While I have spent the better part of my 20s researching Monarchy, I learned little on the history of micronations. It all began a Friday night among friends of drinking and socializing. I was pouring another glass when another segment of Vice News began. They were talking about an international conference in Georgia concluded earlier in the week. Men and women of various shapes and sizes, some bedecked with glittering tiaras, others with medals and sashes. No, Queen Elizabeth did not travel to the South. It was a conference of micronationalists. Presidents, Grand Dukes, Queens and Emperors of self-created countries. Some claiming territories on Earth, others in the Universe. One had land that could fit in the palm of your hand! Could I do the same?

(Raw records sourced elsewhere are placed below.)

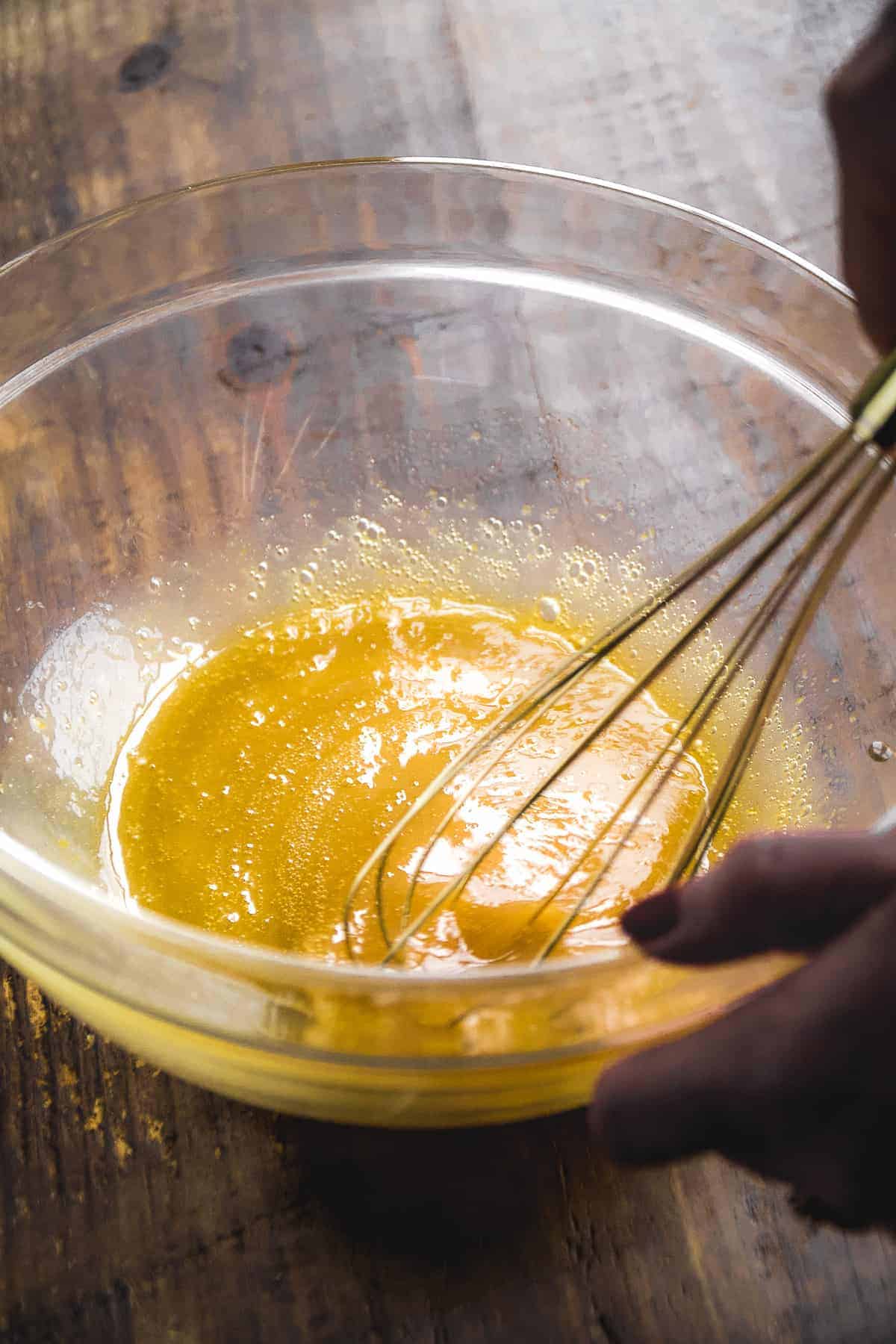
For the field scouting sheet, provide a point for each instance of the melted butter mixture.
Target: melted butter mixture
(246, 801)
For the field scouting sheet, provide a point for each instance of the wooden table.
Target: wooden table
(139, 1209)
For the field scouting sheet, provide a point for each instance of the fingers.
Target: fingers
(694, 1095)
(795, 1083)
(862, 109)
(771, 893)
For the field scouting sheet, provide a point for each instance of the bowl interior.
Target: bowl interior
(521, 370)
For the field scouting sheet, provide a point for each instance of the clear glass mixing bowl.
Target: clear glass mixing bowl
(228, 371)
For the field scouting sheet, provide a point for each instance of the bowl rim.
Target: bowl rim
(47, 880)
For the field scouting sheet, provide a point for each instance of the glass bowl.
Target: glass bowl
(230, 373)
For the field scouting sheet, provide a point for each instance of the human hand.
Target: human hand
(797, 1082)
(862, 108)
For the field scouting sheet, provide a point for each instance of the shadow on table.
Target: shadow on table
(438, 1194)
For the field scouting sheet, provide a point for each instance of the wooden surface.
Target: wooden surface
(137, 1209)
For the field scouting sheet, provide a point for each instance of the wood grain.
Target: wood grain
(137, 1209)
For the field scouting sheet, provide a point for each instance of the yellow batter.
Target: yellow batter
(249, 799)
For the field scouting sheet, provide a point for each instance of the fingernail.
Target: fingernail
(652, 918)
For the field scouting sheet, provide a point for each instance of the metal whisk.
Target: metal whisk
(833, 497)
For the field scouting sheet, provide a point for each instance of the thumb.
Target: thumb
(771, 893)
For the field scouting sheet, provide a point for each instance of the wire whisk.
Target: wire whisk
(821, 511)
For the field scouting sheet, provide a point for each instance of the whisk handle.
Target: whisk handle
(874, 409)
(886, 823)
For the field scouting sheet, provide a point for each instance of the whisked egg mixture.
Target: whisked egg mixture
(247, 796)
(240, 780)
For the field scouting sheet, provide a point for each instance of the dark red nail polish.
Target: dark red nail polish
(652, 918)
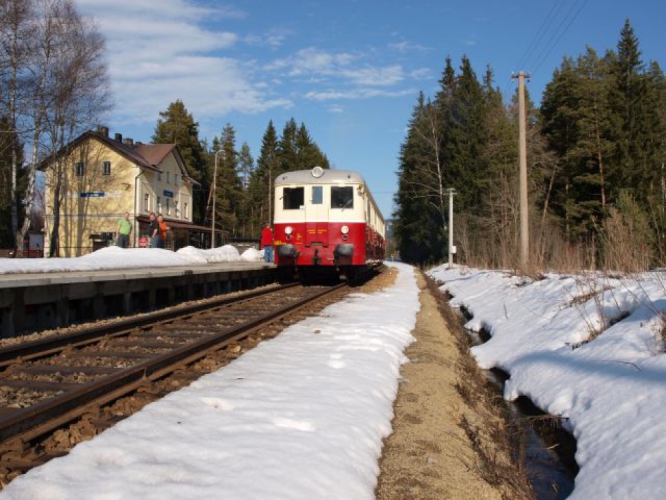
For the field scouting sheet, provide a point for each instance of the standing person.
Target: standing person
(267, 242)
(153, 230)
(124, 230)
(163, 228)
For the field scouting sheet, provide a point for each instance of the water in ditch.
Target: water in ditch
(545, 449)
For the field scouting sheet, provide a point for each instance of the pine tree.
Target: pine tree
(287, 149)
(419, 224)
(267, 168)
(228, 187)
(245, 168)
(177, 126)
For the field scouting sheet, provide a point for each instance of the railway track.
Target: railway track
(90, 379)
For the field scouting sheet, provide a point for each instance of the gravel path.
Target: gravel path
(429, 455)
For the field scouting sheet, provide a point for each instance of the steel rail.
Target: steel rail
(29, 423)
(50, 345)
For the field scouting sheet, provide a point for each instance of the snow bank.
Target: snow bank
(301, 416)
(612, 388)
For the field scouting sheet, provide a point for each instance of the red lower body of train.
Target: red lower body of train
(333, 247)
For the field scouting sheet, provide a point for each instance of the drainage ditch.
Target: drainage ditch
(545, 449)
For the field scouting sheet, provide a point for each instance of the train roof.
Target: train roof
(327, 176)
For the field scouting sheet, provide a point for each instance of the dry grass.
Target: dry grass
(496, 441)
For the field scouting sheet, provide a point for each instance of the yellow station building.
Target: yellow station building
(102, 178)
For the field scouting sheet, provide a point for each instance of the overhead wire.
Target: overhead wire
(540, 33)
(548, 48)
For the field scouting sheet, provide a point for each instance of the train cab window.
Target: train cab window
(317, 195)
(293, 198)
(342, 197)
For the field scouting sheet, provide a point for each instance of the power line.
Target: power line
(542, 58)
(545, 26)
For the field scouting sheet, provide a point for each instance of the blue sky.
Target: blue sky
(349, 69)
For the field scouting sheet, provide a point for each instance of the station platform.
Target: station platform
(36, 301)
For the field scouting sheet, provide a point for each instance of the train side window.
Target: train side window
(317, 195)
(342, 197)
(293, 198)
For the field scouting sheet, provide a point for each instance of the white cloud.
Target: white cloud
(405, 46)
(421, 74)
(160, 51)
(356, 94)
(316, 66)
(273, 39)
(375, 76)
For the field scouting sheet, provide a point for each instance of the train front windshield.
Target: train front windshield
(293, 198)
(342, 197)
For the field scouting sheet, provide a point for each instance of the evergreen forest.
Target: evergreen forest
(241, 187)
(595, 153)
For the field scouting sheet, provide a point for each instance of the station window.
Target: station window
(293, 198)
(342, 197)
(317, 195)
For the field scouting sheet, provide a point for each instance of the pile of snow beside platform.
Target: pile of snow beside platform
(252, 255)
(612, 389)
(126, 258)
(300, 417)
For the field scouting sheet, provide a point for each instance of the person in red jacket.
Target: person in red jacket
(267, 243)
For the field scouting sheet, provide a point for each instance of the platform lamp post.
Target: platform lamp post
(212, 227)
(452, 248)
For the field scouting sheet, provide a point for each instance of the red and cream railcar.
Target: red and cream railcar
(326, 220)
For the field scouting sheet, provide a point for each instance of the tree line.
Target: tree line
(242, 183)
(596, 151)
(54, 85)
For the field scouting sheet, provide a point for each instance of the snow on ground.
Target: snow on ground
(611, 389)
(301, 416)
(129, 258)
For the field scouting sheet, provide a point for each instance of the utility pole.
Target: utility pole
(270, 190)
(522, 150)
(212, 227)
(451, 192)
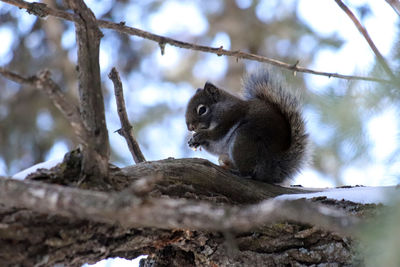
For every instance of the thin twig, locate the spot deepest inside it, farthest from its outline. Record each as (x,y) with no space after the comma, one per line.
(161,40)
(364,33)
(168,213)
(88,35)
(395,4)
(126,128)
(44,82)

The following day I gave up on brunch and began researching the subject. I found out the micro world of micronations was bigger than I imagined. While the 21st century has allowed micronations to emerge in all corners of the Web, its origins go back to the 19th century. Among the interesting micro-monarchs included a Brit who claimed an uninhabited island (Redonda); and a Frenchman who claimed territory in South America (Arucania and Patagonia) – going so far as to rally troops against the Chilean authority.
I was to take the example of so many micronations and simply lay claim to some land. After all, not like I would be actively declaring independence! The grand duchies of Flandresis and Westartica have claims to territories in Antarctica. The Kingdom of Ruritania, meanwhile, claims a residential property in Georgia (its queen regnant, Anastasia, was hostess for the international conference of micronationalists.) But I had a rented apartment in the United States. I knew that wasn’t going to bode well – President Trump would order an invasion in minutes! But that gave me an idea. Throughout history, dominant powers like England and Spain invaded territories already inhabited by populations. Could my kingdom do the same?

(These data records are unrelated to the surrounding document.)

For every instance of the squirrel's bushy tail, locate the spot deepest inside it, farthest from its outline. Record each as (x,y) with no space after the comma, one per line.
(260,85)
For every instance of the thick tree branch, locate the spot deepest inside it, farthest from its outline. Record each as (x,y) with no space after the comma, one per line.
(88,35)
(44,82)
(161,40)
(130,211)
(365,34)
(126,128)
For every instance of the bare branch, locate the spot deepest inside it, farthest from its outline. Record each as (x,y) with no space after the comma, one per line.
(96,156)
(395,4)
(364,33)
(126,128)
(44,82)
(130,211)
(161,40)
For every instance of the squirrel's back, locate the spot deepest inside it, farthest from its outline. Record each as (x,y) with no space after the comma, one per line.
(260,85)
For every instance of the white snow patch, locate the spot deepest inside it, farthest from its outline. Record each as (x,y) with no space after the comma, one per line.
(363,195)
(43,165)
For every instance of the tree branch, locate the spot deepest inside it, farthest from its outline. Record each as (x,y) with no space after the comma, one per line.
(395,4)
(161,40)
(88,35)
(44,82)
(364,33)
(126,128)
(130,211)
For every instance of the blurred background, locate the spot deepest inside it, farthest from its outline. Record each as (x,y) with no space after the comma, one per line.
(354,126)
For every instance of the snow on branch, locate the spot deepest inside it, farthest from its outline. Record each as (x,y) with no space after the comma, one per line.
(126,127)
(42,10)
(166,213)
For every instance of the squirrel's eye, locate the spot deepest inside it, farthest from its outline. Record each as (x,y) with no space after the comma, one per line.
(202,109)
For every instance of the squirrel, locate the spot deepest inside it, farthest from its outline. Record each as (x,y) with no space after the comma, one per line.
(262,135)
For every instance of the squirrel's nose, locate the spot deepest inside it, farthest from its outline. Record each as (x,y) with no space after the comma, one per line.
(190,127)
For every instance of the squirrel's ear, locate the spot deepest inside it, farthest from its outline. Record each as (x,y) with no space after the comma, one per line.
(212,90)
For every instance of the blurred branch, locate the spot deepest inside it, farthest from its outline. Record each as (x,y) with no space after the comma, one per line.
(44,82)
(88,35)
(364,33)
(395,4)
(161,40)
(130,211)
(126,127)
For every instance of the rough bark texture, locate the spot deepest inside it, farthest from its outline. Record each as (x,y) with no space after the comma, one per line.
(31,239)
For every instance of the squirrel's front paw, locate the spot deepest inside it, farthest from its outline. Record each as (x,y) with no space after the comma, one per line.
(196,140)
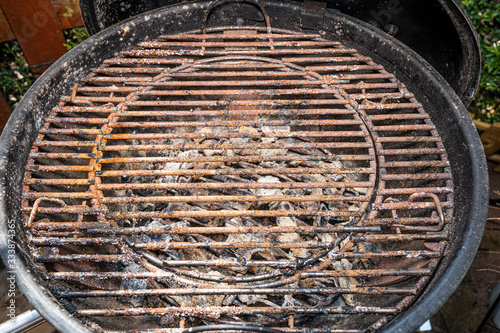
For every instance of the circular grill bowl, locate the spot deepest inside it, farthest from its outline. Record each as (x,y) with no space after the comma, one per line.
(438,98)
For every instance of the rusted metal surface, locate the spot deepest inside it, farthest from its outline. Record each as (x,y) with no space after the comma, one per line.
(238,176)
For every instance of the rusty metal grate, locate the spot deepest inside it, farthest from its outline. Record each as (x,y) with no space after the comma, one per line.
(239,177)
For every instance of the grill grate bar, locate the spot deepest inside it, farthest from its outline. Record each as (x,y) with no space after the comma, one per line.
(160,275)
(186,311)
(247,52)
(225,172)
(167,147)
(237,291)
(226,44)
(231,263)
(223,159)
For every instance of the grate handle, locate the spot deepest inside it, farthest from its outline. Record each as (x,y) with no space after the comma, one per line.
(220,2)
(231,328)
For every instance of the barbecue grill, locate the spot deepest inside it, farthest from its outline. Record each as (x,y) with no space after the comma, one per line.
(189,169)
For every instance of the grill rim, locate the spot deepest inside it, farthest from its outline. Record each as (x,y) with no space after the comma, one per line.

I looked to the Caribbean for my new kingdom. Despite its unusually strong hurricane seasons, the region is otherwise quite enjoyable. I started out with one uninhabited island situated between Haiti and Jamaica. Discovered by Colombus in the late-1400s, Navassa Island has since been claimed by both Haiti and the United States. I laid claim to the former guano-infested island and renamed it St. Elisabeth’s Island.
Over the past few months, as I’ve continued to build my nation, there’s was an important element I discovered. Nationhood isn’t defined by the dirt underneath them, though it certainly adds flavor to the mix. Nations are formed out of a desire to be free from oppression. They are born out of a determination to see a group thrive and flourish. Nations are formed out of ideals and thoughts. Nationhood is all about identity, and how we see ourselves in the world. It is why Mexicans, Haitians, Americans, and Catalonians fought (and fight) for independence – because they see no space for them in the greater polity.
Perhaps that is the reason micronations are formed. Not out of self-glorification (though some may exist), but because their leaders cannot see themselves in the society of their mother country. One can see why the Gay and Lesbian Kingdom of the Coral Sea Islands maintained a ‘war’ with Australia due to their lack of equal rights for the LGBTQ community. (It dissolved shortly after Australia passed same-sex marriage.) As a black, first-generation Trans-American, I cannot always identify with current American culture. And I am not ignorant of the increasing efforts by American leadership to limit the rights of people like me.
Why not create a country where I can be treated fairly, justly, and royally?